School safety experts say that schools need to hire more law enforcement, lock all outer doors during the day and come up with their own plans for how to hide or escape a shooting. 
Despite a push earlier this year for arming teachers, lawmakers shied away from that proposal during the hearing. Here’s House Education Chair Bam Carney. 
“I don’t want teachers packing. I'm not going to send my child to a school where a teacher is packing because that's not what they are trained for. But we can find trained law enforcement people.” 
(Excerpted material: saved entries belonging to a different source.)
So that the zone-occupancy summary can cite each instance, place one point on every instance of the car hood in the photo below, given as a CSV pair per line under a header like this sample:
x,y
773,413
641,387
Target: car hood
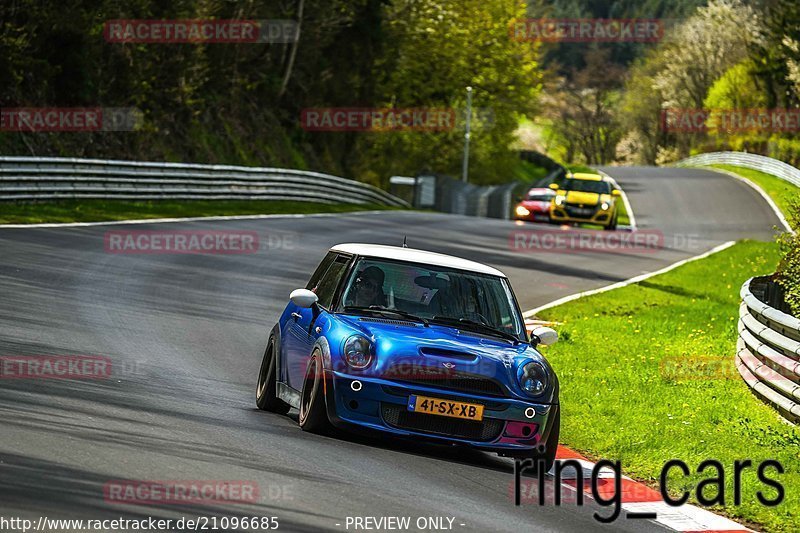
x,y
415,349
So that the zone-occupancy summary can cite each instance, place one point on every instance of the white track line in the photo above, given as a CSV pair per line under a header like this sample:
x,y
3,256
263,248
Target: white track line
x,y
187,219
759,190
637,279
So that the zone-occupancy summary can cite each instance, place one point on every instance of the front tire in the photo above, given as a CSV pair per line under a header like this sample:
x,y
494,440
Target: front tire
x,y
547,454
266,389
313,414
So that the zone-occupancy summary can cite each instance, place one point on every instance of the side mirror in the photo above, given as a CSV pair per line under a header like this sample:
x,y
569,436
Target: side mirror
x,y
303,298
544,336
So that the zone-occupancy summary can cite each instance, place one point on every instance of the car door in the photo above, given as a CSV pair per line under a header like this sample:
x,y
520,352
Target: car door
x,y
302,323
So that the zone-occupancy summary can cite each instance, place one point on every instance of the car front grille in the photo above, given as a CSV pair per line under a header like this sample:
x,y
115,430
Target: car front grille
x,y
580,212
443,379
398,416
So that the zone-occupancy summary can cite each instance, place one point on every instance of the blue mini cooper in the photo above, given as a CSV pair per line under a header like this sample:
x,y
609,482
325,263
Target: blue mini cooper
x,y
415,344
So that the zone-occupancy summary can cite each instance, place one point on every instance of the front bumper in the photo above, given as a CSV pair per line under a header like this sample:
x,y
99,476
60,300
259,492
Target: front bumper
x,y
381,405
600,217
534,216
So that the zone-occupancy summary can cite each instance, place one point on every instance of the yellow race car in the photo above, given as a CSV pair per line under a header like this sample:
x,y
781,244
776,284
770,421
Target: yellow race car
x,y
585,198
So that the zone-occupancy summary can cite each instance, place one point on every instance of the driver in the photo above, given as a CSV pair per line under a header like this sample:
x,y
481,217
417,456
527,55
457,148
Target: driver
x,y
368,287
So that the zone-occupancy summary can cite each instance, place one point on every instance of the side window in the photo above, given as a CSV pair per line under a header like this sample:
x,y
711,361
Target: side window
x,y
320,271
326,288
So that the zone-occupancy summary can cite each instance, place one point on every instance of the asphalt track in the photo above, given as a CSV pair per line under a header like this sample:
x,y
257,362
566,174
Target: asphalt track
x,y
186,334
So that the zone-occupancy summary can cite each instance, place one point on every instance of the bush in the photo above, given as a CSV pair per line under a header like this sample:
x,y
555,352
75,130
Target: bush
x,y
789,268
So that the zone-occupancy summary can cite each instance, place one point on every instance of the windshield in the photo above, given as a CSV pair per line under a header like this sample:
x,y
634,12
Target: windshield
x,y
433,293
599,187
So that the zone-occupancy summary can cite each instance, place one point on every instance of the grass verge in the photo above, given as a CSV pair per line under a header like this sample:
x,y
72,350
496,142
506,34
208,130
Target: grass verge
x,y
782,193
647,375
109,210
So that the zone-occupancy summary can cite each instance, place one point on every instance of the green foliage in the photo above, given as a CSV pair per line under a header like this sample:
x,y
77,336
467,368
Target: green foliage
x,y
434,51
223,103
789,268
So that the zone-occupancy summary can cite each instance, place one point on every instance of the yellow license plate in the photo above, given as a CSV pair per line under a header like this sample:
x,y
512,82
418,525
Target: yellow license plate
x,y
435,406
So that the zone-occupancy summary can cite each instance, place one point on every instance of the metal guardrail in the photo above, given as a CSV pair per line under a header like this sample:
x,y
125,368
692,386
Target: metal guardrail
x,y
771,166
49,178
768,349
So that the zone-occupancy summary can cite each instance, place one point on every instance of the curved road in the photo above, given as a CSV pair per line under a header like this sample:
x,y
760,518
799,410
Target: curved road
x,y
185,334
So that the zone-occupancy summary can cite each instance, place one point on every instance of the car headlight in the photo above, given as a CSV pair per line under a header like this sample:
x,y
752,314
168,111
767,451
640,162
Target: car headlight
x,y
358,352
532,378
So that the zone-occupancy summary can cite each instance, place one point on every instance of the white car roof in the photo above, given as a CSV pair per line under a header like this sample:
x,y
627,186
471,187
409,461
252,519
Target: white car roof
x,y
415,256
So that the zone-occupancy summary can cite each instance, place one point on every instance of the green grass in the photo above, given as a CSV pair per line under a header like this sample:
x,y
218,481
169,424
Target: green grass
x,y
106,210
781,192
647,375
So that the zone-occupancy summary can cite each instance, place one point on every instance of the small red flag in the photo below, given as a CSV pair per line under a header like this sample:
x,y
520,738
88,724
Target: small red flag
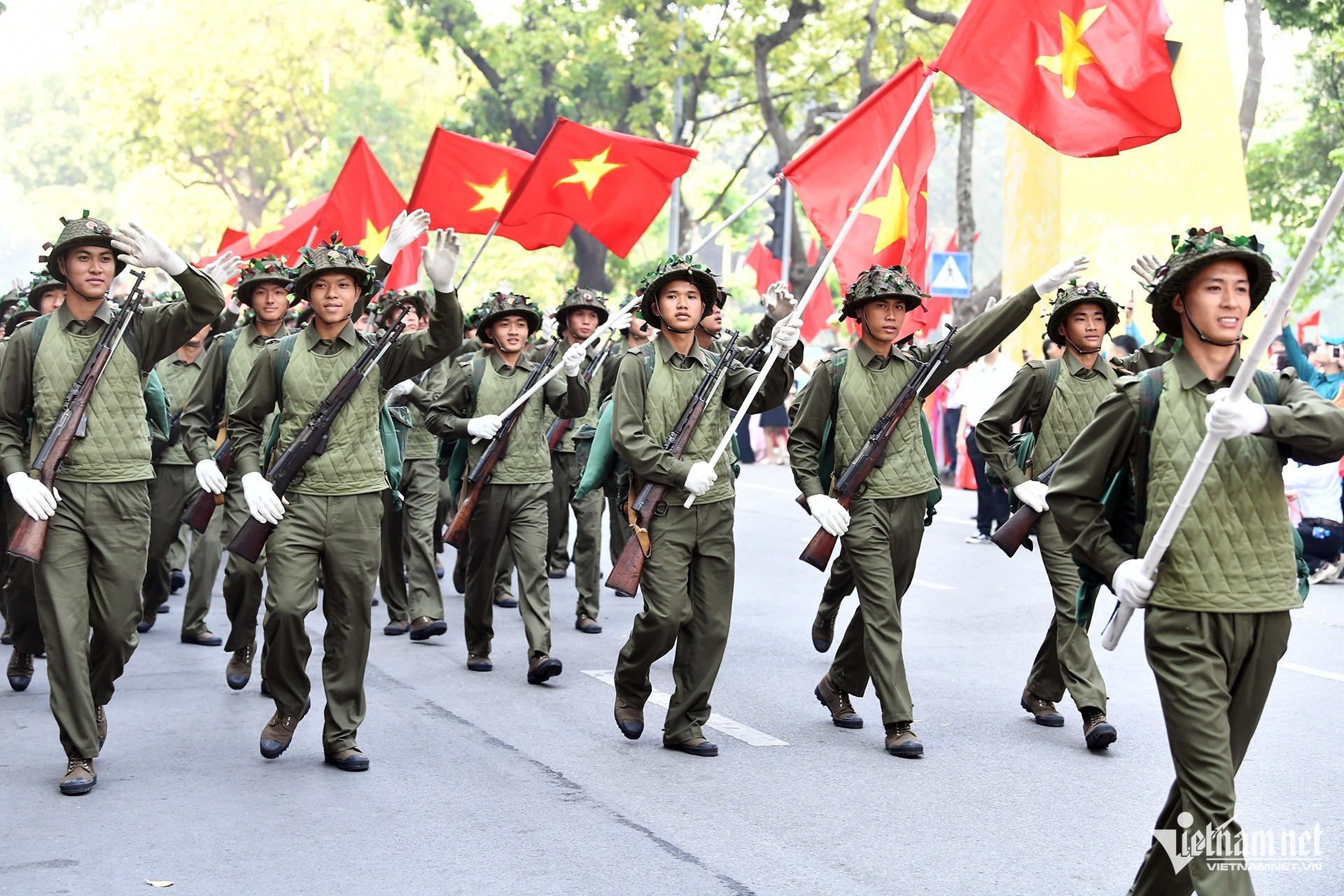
x,y
1088,77
362,207
465,182
610,184
831,175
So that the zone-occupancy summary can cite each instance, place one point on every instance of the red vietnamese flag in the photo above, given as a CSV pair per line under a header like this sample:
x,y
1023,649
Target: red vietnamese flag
x,y
1088,77
362,207
465,182
831,175
610,184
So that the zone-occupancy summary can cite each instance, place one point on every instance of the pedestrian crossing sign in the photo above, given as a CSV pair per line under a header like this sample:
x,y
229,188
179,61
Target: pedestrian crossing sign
x,y
951,274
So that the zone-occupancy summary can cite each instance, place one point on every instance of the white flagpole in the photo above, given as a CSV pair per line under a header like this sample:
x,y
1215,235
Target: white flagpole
x,y
825,265
1209,448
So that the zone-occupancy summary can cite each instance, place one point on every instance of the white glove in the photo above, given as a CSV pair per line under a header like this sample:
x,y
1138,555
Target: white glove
x,y
1130,584
1060,274
701,477
574,358
484,428
140,248
785,335
33,496
830,514
778,301
223,269
210,479
262,501
1145,266
440,260
1230,419
405,230
1032,493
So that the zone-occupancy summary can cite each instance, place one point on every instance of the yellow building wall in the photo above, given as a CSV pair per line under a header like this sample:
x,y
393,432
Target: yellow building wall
x,y
1116,209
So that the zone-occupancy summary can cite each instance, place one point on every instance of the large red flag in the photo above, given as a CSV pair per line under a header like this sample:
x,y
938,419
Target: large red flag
x,y
465,182
610,184
831,175
362,207
1088,77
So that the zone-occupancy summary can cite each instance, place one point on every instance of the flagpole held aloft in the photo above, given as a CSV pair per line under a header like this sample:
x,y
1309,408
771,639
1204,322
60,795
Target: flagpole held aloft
x,y
796,316
1209,448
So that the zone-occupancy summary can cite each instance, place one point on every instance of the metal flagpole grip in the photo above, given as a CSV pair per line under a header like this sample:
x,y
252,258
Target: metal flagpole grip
x,y
1209,448
822,270
601,331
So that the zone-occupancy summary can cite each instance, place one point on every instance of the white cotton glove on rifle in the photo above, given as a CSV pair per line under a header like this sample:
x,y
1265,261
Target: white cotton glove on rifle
x,y
210,479
262,501
1060,274
830,514
701,477
33,496
441,258
1230,419
141,248
406,229
484,428
1032,493
1130,584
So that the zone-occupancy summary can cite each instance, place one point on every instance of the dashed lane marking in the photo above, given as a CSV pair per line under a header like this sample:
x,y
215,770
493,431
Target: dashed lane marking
x,y
720,723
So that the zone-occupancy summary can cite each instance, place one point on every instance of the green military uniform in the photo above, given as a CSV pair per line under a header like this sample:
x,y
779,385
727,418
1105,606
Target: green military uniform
x,y
88,586
514,501
886,522
335,504
1218,617
225,368
174,485
687,582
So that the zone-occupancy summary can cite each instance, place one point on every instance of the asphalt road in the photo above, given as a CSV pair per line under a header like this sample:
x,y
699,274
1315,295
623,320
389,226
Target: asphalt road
x,y
483,782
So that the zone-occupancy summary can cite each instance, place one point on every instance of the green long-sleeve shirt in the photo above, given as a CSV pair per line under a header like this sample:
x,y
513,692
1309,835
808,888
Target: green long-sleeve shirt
x,y
812,409
1310,425
159,331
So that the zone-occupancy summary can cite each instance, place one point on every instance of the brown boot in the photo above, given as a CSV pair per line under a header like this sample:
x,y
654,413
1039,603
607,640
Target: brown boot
x,y
1042,710
838,701
277,734
1098,732
20,671
238,671
80,777
902,742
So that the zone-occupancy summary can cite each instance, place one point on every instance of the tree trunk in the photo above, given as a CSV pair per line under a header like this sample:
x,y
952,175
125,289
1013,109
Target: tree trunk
x,y
1254,66
590,258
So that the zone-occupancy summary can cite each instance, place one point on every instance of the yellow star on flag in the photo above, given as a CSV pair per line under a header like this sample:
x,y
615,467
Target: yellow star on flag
x,y
1075,52
492,197
374,238
892,211
590,171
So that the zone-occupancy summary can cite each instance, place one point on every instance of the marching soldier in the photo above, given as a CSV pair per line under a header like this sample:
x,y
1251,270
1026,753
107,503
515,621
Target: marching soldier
x,y
1217,618
88,590
687,580
323,526
882,530
514,501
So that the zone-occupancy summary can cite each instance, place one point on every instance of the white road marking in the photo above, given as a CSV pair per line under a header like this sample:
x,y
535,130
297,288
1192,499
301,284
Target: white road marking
x,y
1319,673
720,723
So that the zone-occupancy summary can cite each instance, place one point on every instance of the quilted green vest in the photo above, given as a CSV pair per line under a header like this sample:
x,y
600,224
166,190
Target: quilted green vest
x,y
668,393
527,460
116,448
864,397
1073,405
1234,552
353,463
178,379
Also this week, attorney General Andy Beshear announced he’s suing Walgreens for allegedly helping fuel the opioid addiction crisis. 
Beshear says since the company is both a drug distributor and pharmacy, it had a unique opportunity to sound the alarm on unusually large orders of opioids, but failed to do so. 
“Walgreens is a significant distributor to Kentucky, shipping so many opioids that any reasonable company and certainly any company that claims it is a healthcare company would know that it is wrong and that it needed to stop.” 
This is the sixth such lawsuit Beshear has filed against opioid distributors and manufacturers. 
Meanwhile, Beshear’s former top-deputy Tim Longmeyer took a break from a federal prison in Alabama to testify in the bribery trial of a Frankfort lobbyist. 
Longmeyer testified that Jim Sullivan paid him bribes in order to secure state contracts for one of his clients. 
At the time, Longmeyer was secretary of the Personnel Cabinet under then-Gov. Steve Beshear. He later served as deputy attorney general under Andy Beshear. 
He’s currently serving a nearly six-year sentence for taking bribes in separate case dealing with Kentucky's health insurance plan. 
That’s it for your distilled rundown of the news out of Frankfort this week.